In prosthetic dentistry, metal alloys are most commonly approved materials due to their excellent physicomechanical properties, but some drawbacks like biocompatibility might be problematic, especially in combination with other metals in the oral cavity. The direct contact of different metals in the oral cavity, as well as metallic ions solved in saliva, may cause galvanic corrosion.[3] Using ceramic materials for the fabrication of double-crown attachments were first described in 2000.[4] Zirconia (ZrO2) is a ceramic material used for medical devices, displays good esthetics appearance, high mechanical strength, high biocompatibility, and resistance to wear.[5]

Polyetheretherketone (PEEK) represents a modification of the main thermoplastic high-performance polymer group polyether aryl ketone. It is a high-temperature thermoplastic polymer, consisting of an aromatic backbone molecular chain, interconnected by ketone and ether function group.[6] PEEK as well as ZrO2 represent both very biocompatible materials and are used for several applications, for example, for dental implants, provisional abutments, and fixed dental prostheses.[3]

Recent publication reported that PEEK is a suitable material for double crown system.[7] A new concept could be the combination of these two biocompatible materials, for example, ZrO2 and PEEK to produce metal-free dental prosthesis and telescopic crowns.[3] Consequently, the aim of this study was to evaluate stresses transmitted to the dental implant in case of using different tooth-colored materials for telescopic attachment fabrication.

 Materials and Methods

Fabrication of clear acrylic resin model

An impression was made for adult edentulous mandibular stone cast using polyvinyl siloxane (PVS) materia (speedex coltenE, Switzerland). Molten base plate wax was poured into the PVS impression; then, after complete hardening of the wax model, it was flasked, and three identical clear acrylic resin models were fabricated.

Simulation of oral mucosa

Residual ridge and retromolar pad area of clear acrylic resin model were covered by base plate wax with 2 mm thickness. A plaster index was created over the model and extended to buccal and lingual area of the model. After the plaster index was set, the wax was removed, and the plaster index was painted with separating medium. The internal surface of the index was filled with auto-polymerized silicone material, and then, the index was repositioned on the model with firm holding by rubber band till complete polymerization of silicone soft liner coating then the excess was removed with sharp scalpel.[8]

Fabrication of implant placement guide template

Implant placement guide template was fabricated from clear acrylic resin with two guide holes in the canine region according to the technique of Kuniyal and Vakil.[9]

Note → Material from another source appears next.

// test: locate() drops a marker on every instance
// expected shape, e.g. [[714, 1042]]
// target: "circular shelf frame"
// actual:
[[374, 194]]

Installation of implants in clear acrylic resin models

Dental milling machine (milling unit BF2, Bredent, GmbH, and Co Senden, Germany) was used to drill two vertical holes through the guide template in canines region bilaterally. Two dummy implants (Dentium Seoul, South Korea) with diameter 4.5 mm and length 10 mm were installed, and dual abutment (Dentium, Seoul, South Korea) with diameter 4.5 mm and gingival height 1.5 mm were screwed to the dummy implants.

Study group

According to the material of fabrication of the resilient telescopic attachment, the models were categorized as follows: All ZrO2 telescopic group (zz): The primary and secondary telescopic crown was made from ZrO2, all PEEK telescopic group (pp): The primary and secondary crowns were made from PEEK and Zirconia-PEEK telescopic group (zp): The primary crown was made from ZrO2, and secondary telescopic was made from PEEK.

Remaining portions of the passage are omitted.